Perhaps the login system could be based around questions: ‘what is a name of a blonde person in your group?’ And let’s say, to sign in, you answer three questions: two which are known by the system and one which isn’t. The one which isn’t known is asked several times and the answers correlated. This becomes another known fact the system can use in the official part of the sign-in process. The problem I see here is that people from outside the group could also sign in, and this is also the problem with traditional passwords: with my weblog, it’s not the random stranger I want to prevent logging in–it’s the potentially malicious people I might meet, who are the people most likely to guess my password (except that I use a strong password, but you get my drift).
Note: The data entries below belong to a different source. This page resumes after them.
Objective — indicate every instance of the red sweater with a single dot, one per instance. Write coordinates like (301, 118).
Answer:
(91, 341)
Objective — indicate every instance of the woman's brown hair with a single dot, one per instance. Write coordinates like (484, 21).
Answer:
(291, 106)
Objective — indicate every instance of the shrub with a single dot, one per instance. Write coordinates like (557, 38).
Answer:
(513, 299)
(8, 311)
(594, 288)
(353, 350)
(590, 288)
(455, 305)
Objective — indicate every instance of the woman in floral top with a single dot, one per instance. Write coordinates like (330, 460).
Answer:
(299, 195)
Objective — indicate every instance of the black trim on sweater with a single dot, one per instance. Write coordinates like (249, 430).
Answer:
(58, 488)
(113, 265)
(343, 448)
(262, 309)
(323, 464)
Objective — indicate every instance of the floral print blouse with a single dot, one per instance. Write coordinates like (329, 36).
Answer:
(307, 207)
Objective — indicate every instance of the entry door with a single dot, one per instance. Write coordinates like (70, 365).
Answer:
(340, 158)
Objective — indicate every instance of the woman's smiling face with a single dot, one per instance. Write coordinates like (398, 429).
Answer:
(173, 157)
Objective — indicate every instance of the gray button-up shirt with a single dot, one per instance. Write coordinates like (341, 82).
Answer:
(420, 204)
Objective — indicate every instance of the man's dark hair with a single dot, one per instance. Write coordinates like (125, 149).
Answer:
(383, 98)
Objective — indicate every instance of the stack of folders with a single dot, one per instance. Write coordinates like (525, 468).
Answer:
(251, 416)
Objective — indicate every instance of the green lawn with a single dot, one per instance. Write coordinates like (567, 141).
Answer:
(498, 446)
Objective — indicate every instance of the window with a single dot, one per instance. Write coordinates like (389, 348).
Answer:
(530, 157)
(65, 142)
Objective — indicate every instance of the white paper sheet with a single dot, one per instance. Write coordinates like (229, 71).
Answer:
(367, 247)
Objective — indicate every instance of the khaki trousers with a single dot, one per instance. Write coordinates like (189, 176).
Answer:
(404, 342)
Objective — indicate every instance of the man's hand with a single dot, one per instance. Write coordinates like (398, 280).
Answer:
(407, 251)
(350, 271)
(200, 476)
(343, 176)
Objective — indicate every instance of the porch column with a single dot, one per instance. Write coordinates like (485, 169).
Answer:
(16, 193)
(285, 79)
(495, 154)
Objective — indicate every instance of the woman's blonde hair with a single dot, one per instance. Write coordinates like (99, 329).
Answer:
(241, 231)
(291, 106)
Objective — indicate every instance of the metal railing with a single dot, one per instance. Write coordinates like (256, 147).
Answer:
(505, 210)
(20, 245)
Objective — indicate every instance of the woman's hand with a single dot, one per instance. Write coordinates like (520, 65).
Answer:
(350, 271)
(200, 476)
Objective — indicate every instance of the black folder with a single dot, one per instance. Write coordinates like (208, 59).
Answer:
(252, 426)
It’s an interesting concept – one that reminds me of the US Department of Motor Vehicles’ method for proving identity. Point values are assigned to different documents based on how authoritative they are as proofs of identity – a passport is 4 points whereas a high-school diploma is only 1 point. So a specific transaction requires a specific point total (e.g. 6 points to renew a driver’s license), and it’s up to the applicant to provide a collection of documents that add up to the required number of points. If we extend the DMV’s system to online sign-in, in addition to accepting a username and password, we might also accept other weaker forms of identification such as an IP address, user agent, a multiple choice question about the last action you took on the site or the title of the last book read by the club.

continue reading »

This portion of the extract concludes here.